I just had my first analysis course as an undergraduate, and I'm trying to learn more about analytic number theory. Right now I'm looking at prime numbers in particular–I'm studying (mostly just thinking and scribbling) on my own during my winter break. I've come across an infinite product that I'm trying to evaluate: I'm fairly sure it converges to 0, but I have no idea of how to prove this, since it is a product over the primes and, so far as I know, we have very few techniques for analyzing the behavior of the prime numbers.
I haven't learned how to use LaTex yet, but the infinite product is simple: it is the product over all primes of (p-1)/p.
It seems intuitive to me that the limit of the partial products is 0, but I have no idea how to prove it, mostly because I don't know how to analyze the behavior of the primes in this setting.
Any help would be very much appreciated. Thanks.
Best Answer
A more elementary way to prove this would be to notice that one may write $$\left(1+\frac{1}p+\frac{1}{p^2}+\frac{1}{p^3}+\ldots\right)=\frac{1}{1-\frac{1}p}=\frac{p}{p-1}.$$ This is the reciprocal of the term you want - which is to say that the product $$S=\prod_p 1+\frac{1}p+\frac{1}{p^2}+\frac{1}{p^3}+\ldots$$ is the reciprocal of the one you're finding (since $\frac{1}x\frac{1}y=\frac{1}{xy}$ we can bring the reciprocal outside the product). We want to show that $S=\infty$. However, this isn't too hard: We can use use a sort of distributive law to turn the above into a sum - in particular, notice that, for instance $$\left(1+\frac{1}2+\frac{1}{2^2}+\ldots\right)\left(1+\frac{1}3+\frac{1}{3^2}+\ldots\right)$$ will be the sum $$1+\frac{1}{2}+\frac{1}{2^2}+\ldots +\frac{1}3+\frac{1}{3\cdot 2}+\frac{1}{3\cdot 2^2}+\ldots + \frac{1}{3^2}+\frac{1}{3^2\cdot 2}+\frac{1}{3^2\cdot 2^2}\ldots$$ where the sum runs over all numbers of the form $\frac{1}{2^a3^b}$. Extending to the infinite case, we can show that, when we distribute out the product for $S$, we get the sum of $\frac{1}n$ over all integers writable as a product of primes - since all positive integers are uniquely representable as such a product, we can conclude that $$S=\sum_{n=1}^{\infty}\frac{1}n$$ meaning $S$ diverges to $\infty$ so $\frac{1}S$ is $0$.

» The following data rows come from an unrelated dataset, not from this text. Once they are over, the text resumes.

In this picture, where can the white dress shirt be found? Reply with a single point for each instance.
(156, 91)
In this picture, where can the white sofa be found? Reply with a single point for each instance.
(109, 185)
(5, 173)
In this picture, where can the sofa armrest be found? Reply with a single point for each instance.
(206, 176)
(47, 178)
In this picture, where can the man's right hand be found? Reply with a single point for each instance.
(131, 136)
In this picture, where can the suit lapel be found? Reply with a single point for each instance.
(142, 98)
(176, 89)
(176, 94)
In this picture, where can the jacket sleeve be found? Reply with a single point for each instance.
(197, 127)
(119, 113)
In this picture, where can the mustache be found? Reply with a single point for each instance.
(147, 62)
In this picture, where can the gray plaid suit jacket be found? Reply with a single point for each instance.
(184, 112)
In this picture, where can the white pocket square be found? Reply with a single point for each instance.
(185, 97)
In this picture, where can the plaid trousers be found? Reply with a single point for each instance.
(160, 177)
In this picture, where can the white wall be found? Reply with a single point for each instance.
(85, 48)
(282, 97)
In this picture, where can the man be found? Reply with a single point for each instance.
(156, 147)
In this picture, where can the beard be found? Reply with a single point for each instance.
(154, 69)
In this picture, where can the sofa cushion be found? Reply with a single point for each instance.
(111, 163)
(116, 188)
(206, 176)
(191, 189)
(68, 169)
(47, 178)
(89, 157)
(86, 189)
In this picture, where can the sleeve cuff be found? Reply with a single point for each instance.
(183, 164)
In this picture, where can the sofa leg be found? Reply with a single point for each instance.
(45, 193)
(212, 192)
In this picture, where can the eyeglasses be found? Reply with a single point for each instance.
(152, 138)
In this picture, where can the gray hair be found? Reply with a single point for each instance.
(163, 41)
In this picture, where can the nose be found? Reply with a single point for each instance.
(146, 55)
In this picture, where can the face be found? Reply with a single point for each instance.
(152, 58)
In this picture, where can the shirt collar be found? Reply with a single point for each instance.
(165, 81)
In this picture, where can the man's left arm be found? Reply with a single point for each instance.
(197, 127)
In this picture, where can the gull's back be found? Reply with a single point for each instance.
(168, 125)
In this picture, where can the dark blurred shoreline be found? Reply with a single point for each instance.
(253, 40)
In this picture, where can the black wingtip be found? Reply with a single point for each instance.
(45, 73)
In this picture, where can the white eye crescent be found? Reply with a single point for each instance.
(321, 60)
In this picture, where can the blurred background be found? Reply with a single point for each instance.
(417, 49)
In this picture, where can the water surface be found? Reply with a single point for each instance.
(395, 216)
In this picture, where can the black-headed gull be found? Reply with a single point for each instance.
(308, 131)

You can make this rigorous by noting the following equality relating partial sums: $$\sum_{n=1}^{k}\frac{1}n\leq \prod_{p\leq k}\left(1+\frac{1}p+\frac{1}{p^2}+\ldots + \frac{1}{p^k}\right)$$ which follows from your run-of-the-mill distributive law and the fact that all $n$ below $k$ are writable as a product of primes below $k$ with exponent less than $k$.